Secondly, what is clear is that Sri Lanka has deliberately and systematically exterminated over 20,000 Tamils in just four months. The extensive investigations by The Times of London and Le Monde in France have produced a compelling dossier of evidence, for those who still stand by the Sinhala state, which also points to UN officials’ complicity in covering up – and thus enabling the continuation of – the massacres. The UK and others have explicitly called for war crimes investigations. So too has the UN Human Rights Commissioner Navi Pillay. Tamils who have been in contact with senior UN officials say that the charge of genocide is being debated. The question, however, is what is going to be done. For those (liberals) who think, now that the LTTE is no more, “ethnic reconciliation” and peace will inevitably follow, we point to the Sinhala triumphalism, the escalating state-backed humiliation and, especially, brutalization of the Tamils in the island, and the now concrete polarisation amongst the island’s peoples.

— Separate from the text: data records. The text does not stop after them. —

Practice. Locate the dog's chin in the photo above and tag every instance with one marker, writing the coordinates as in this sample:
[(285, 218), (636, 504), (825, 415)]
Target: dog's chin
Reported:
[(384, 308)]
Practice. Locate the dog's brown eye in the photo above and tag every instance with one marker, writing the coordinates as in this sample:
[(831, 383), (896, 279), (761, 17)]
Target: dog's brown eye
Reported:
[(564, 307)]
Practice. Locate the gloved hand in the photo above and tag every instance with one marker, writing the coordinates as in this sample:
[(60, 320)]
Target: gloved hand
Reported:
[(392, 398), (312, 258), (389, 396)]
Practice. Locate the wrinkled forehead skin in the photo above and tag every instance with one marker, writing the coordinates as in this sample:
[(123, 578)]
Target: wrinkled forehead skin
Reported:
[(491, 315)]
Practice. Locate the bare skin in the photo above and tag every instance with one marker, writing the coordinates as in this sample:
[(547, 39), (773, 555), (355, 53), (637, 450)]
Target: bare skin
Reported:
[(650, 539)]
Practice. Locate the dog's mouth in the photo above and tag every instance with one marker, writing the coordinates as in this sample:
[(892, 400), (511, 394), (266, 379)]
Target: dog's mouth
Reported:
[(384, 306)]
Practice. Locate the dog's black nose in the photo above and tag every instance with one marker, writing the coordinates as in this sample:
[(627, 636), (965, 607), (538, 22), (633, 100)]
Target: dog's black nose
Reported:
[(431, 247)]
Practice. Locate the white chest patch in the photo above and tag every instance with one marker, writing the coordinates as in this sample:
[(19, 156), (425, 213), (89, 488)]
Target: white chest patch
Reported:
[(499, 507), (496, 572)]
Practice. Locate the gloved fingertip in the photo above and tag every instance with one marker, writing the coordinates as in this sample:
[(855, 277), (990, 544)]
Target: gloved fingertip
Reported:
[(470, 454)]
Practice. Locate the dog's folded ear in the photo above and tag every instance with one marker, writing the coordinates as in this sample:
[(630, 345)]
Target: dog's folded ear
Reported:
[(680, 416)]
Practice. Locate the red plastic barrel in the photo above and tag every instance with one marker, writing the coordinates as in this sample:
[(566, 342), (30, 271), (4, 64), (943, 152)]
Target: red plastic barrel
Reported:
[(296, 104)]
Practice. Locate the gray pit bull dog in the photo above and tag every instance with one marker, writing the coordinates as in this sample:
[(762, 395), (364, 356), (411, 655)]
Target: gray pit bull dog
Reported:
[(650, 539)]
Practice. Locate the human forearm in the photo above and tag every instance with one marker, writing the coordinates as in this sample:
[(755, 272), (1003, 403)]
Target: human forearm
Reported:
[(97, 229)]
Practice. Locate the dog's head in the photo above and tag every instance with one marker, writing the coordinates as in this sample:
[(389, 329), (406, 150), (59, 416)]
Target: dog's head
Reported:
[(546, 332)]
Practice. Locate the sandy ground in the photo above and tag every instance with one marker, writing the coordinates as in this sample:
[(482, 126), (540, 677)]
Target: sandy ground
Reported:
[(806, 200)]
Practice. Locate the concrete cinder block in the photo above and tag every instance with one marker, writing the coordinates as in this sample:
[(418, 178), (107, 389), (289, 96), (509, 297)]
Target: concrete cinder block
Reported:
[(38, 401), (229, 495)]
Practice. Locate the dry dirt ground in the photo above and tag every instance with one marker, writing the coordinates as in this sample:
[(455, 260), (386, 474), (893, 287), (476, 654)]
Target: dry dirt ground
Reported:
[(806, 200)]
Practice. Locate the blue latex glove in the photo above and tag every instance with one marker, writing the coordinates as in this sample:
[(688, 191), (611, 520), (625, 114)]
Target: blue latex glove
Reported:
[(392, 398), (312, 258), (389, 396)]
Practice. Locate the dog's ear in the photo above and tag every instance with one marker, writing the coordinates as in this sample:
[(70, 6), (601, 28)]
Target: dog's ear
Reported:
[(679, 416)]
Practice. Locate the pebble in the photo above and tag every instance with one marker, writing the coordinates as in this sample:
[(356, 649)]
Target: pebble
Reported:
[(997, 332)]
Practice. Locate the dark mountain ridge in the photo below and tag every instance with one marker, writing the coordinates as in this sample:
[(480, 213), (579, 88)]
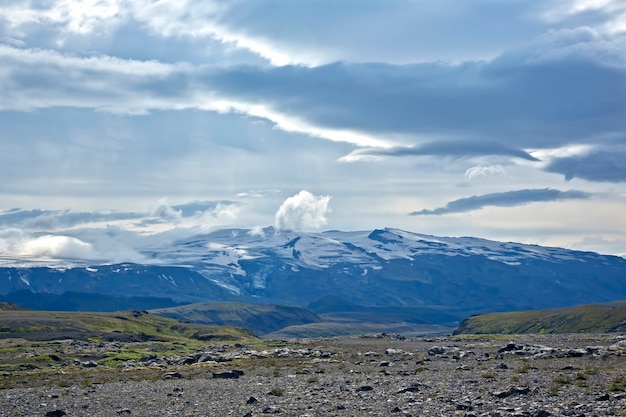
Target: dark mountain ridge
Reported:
[(434, 278)]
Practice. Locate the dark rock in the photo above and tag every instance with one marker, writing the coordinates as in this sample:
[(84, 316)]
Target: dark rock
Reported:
[(576, 353), (412, 388), (464, 406), (169, 375), (436, 350), (512, 391), (234, 374)]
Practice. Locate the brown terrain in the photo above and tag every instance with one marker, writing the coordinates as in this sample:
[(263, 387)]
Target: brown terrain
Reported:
[(373, 375)]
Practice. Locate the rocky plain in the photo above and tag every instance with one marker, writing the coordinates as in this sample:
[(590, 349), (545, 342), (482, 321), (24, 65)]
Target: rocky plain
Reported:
[(370, 375)]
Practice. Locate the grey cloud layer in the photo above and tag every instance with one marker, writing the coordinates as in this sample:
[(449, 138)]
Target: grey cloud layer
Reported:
[(59, 219), (568, 87), (505, 199)]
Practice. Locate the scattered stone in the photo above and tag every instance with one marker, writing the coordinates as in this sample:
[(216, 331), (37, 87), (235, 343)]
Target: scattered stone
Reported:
[(412, 388), (271, 410), (228, 374), (512, 391), (171, 375)]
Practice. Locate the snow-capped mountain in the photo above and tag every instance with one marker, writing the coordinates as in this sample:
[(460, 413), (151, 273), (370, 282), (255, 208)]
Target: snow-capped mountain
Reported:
[(382, 268)]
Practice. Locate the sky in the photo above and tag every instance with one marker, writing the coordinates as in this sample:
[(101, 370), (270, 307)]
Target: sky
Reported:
[(126, 123)]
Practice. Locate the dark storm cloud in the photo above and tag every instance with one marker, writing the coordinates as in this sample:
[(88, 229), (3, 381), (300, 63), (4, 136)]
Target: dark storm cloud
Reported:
[(505, 199), (449, 148), (601, 166)]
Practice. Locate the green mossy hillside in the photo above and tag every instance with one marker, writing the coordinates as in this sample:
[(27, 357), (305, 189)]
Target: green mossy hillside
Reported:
[(593, 318)]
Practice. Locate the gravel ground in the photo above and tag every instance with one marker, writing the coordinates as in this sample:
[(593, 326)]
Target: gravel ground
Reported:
[(567, 375)]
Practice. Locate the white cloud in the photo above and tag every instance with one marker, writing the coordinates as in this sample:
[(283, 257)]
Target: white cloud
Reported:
[(302, 211), (484, 171), (165, 211), (57, 247)]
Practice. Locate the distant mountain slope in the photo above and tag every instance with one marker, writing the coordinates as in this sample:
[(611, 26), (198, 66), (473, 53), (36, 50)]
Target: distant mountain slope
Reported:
[(76, 301), (11, 307), (385, 268), (259, 319), (595, 318)]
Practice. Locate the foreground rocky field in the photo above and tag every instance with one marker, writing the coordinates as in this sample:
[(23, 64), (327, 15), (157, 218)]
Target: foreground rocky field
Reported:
[(377, 375)]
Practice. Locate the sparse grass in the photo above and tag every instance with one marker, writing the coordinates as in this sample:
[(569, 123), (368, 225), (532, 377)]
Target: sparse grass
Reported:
[(562, 380), (594, 318), (617, 384), (553, 390)]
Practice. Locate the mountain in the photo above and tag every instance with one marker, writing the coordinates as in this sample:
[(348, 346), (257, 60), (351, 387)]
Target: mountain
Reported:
[(259, 319), (384, 268), (594, 318), (126, 326)]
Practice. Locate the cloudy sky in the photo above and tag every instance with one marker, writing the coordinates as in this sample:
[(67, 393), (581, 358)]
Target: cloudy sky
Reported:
[(124, 119)]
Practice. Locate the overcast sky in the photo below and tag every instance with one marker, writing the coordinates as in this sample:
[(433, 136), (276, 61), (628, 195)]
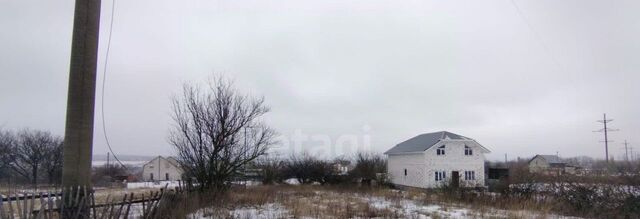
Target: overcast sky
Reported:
[(356, 73)]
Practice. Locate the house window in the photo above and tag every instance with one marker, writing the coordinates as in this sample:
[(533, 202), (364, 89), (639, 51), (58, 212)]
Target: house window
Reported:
[(440, 175), (440, 150), (469, 175)]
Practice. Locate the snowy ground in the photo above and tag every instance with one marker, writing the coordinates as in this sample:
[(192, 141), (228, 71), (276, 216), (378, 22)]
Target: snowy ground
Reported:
[(157, 185), (330, 204)]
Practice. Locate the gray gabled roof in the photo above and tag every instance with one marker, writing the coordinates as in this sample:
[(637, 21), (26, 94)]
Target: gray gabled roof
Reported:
[(551, 159), (423, 142)]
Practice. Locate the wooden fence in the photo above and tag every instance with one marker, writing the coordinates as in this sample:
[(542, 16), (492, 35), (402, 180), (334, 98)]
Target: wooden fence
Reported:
[(50, 205)]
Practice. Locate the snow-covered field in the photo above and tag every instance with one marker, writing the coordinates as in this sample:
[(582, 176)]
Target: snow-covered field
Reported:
[(157, 185), (97, 163), (321, 203)]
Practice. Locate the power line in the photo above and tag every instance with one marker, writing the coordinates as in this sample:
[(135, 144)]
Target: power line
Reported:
[(626, 150), (104, 80), (536, 35), (606, 130)]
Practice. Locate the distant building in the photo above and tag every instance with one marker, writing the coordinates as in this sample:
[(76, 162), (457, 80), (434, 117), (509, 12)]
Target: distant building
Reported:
[(161, 169), (342, 167), (550, 164), (435, 159)]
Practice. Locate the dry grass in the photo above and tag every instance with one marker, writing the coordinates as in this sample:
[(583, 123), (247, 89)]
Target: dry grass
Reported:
[(355, 202)]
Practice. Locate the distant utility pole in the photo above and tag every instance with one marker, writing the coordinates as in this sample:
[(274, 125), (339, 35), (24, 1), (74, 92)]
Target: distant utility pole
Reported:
[(626, 150), (78, 137), (606, 137)]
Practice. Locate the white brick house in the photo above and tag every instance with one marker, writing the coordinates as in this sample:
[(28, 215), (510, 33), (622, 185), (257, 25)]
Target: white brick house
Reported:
[(433, 159), (161, 169)]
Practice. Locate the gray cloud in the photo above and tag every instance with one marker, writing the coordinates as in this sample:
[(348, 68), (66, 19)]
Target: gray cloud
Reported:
[(332, 67)]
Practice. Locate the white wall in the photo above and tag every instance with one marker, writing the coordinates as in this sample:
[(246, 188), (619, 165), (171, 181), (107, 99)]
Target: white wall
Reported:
[(415, 165), (421, 167), (159, 167), (538, 164)]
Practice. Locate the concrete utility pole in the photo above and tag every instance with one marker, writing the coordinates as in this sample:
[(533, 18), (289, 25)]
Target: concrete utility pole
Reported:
[(626, 150), (78, 138), (606, 137)]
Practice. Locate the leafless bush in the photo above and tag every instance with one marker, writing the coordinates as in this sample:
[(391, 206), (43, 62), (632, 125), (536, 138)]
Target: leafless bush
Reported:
[(217, 131), (370, 167), (31, 154), (307, 169), (272, 169)]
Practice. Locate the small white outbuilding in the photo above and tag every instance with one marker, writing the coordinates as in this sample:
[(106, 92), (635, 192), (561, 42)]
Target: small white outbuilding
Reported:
[(435, 159), (161, 169)]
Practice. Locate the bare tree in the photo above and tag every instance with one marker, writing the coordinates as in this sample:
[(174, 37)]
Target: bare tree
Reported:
[(30, 153), (217, 131)]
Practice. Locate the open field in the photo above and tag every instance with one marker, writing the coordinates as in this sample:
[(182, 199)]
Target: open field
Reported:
[(346, 202)]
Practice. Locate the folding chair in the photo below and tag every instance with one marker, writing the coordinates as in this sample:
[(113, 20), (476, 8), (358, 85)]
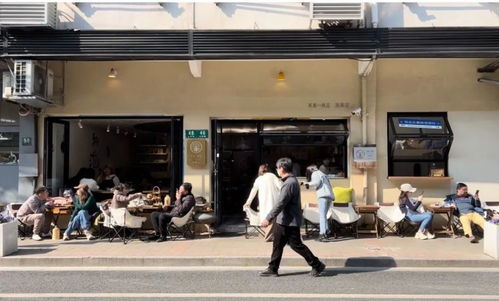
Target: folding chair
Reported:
[(345, 218), (123, 221), (252, 222), (390, 218), (312, 219), (24, 230), (182, 226)]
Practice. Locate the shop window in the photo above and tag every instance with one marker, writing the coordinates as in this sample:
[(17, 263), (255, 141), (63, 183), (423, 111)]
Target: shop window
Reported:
[(418, 144), (323, 143)]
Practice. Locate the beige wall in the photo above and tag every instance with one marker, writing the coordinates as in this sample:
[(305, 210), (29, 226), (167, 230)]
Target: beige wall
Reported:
[(245, 89), (441, 85)]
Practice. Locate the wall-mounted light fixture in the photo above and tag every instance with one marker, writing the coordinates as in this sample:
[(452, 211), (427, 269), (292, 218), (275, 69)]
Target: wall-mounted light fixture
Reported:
[(112, 73)]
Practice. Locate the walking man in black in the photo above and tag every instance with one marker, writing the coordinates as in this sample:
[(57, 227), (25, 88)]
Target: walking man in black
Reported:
[(288, 215)]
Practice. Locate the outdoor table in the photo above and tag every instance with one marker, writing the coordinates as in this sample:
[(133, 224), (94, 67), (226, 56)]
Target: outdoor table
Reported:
[(367, 210), (447, 212), (57, 211)]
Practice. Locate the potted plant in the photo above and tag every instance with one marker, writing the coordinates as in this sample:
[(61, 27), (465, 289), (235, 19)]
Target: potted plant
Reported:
[(8, 235), (491, 238)]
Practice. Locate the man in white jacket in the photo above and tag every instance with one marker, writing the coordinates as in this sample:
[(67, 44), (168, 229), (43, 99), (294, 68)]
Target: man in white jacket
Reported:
[(267, 186)]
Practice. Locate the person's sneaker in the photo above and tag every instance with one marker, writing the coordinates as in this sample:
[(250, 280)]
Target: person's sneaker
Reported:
[(161, 239), (36, 237), (269, 273), (316, 271), (88, 235), (420, 235)]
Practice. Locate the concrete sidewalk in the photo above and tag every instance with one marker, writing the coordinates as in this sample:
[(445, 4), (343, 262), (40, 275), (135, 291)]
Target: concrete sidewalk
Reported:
[(237, 251)]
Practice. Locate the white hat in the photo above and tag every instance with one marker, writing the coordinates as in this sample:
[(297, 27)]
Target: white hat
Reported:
[(407, 188)]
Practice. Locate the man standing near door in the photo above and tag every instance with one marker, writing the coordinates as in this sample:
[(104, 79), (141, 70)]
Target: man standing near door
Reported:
[(288, 215)]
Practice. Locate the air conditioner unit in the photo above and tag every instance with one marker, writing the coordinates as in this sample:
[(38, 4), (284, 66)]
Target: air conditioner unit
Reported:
[(336, 11), (28, 14), (31, 83)]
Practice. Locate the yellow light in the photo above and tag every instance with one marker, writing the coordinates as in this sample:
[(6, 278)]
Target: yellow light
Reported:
[(112, 73)]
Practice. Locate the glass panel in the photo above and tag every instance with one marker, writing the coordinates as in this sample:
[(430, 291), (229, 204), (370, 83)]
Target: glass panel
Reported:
[(418, 124), (308, 127), (303, 140), (9, 147), (330, 159), (419, 149)]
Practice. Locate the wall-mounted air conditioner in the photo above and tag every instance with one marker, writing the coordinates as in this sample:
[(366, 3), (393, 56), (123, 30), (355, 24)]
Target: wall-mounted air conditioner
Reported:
[(29, 83), (28, 14), (336, 11)]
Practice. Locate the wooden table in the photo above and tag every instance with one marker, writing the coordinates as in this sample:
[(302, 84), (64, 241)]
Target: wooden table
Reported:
[(367, 210), (448, 212)]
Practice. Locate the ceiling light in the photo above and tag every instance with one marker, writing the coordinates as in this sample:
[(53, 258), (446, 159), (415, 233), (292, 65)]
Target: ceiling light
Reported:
[(281, 76), (112, 73)]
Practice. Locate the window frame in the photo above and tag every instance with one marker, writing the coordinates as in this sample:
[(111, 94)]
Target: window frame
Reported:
[(392, 135)]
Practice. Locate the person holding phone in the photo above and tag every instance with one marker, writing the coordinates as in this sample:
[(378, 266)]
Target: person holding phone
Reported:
[(414, 211), (468, 208)]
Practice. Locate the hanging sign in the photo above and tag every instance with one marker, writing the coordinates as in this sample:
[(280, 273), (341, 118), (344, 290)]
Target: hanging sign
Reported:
[(420, 124), (196, 134)]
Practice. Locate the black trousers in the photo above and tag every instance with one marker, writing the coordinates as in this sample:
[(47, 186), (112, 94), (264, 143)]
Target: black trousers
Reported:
[(160, 221), (289, 235)]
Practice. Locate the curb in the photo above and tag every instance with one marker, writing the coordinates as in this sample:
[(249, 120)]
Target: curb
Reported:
[(378, 262)]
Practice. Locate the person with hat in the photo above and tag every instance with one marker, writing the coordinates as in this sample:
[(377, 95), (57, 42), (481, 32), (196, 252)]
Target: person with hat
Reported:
[(84, 207), (410, 207)]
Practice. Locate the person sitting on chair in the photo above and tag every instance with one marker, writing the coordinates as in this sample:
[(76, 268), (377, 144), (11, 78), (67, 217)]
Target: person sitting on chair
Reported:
[(468, 209), (410, 206), (33, 212), (183, 204), (85, 207)]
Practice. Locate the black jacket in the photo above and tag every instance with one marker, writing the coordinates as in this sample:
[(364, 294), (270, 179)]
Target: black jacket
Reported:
[(287, 210)]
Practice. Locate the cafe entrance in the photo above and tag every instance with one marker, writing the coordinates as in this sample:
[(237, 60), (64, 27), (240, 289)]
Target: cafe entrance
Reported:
[(240, 146)]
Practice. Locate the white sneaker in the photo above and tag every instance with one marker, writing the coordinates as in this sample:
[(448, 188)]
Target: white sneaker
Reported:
[(420, 235), (36, 237), (88, 235)]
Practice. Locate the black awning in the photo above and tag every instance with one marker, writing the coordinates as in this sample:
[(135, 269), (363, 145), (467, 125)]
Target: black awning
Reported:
[(250, 44)]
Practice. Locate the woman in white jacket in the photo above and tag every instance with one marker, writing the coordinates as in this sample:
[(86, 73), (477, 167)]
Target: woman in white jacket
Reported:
[(325, 197), (267, 186)]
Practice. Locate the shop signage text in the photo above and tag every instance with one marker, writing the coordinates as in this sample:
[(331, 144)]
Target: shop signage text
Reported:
[(196, 134)]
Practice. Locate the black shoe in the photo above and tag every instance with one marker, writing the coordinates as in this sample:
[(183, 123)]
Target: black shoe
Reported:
[(316, 271), (269, 273), (161, 239)]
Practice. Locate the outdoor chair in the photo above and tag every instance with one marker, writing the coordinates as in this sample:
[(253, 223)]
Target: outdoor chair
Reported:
[(122, 221), (23, 230), (252, 222), (312, 219), (182, 226), (390, 218), (345, 218)]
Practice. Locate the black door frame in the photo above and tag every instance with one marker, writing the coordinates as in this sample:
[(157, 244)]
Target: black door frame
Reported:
[(176, 147)]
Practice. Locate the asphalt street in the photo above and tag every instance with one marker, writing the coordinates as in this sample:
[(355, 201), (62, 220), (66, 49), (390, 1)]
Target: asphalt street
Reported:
[(213, 283)]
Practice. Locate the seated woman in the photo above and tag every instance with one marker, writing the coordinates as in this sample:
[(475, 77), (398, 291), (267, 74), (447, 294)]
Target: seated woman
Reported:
[(107, 179), (85, 207), (409, 207)]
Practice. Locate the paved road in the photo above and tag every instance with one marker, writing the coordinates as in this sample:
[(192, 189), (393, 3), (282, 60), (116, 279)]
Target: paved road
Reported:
[(244, 284)]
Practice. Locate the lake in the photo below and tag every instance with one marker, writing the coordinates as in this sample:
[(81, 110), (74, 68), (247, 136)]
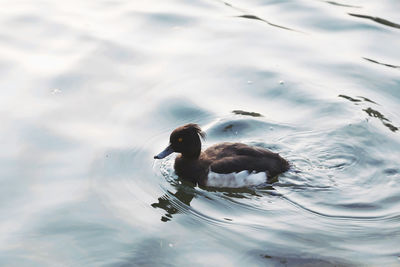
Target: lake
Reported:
[(91, 90)]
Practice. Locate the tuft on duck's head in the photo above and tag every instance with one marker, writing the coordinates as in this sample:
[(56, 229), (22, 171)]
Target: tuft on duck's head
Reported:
[(184, 140)]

The Tamil people have quite understandably been shaken by the events of the recent past. However amid the despair, the Diaspora has begun to reorganize and regroup. New initiatives and projects are being conceived of and organized to take forward the liberation struggle. Most turn, quite rightly, on greater engagement with the powerful custodians of global liberalism. Our priority, therefore, is to structure ourselves so as to bring our collective intellectual, financial and political resources to bear towards the liberation of our people and beloved homeland. On this, there is a remarkable convergence in sentiment, reflecting renewed unity in purpose. These are, as they say, the worst of times and the best of times. And in the background, of course, Tamil militancy will renew and watch closely the outcome of our efforts.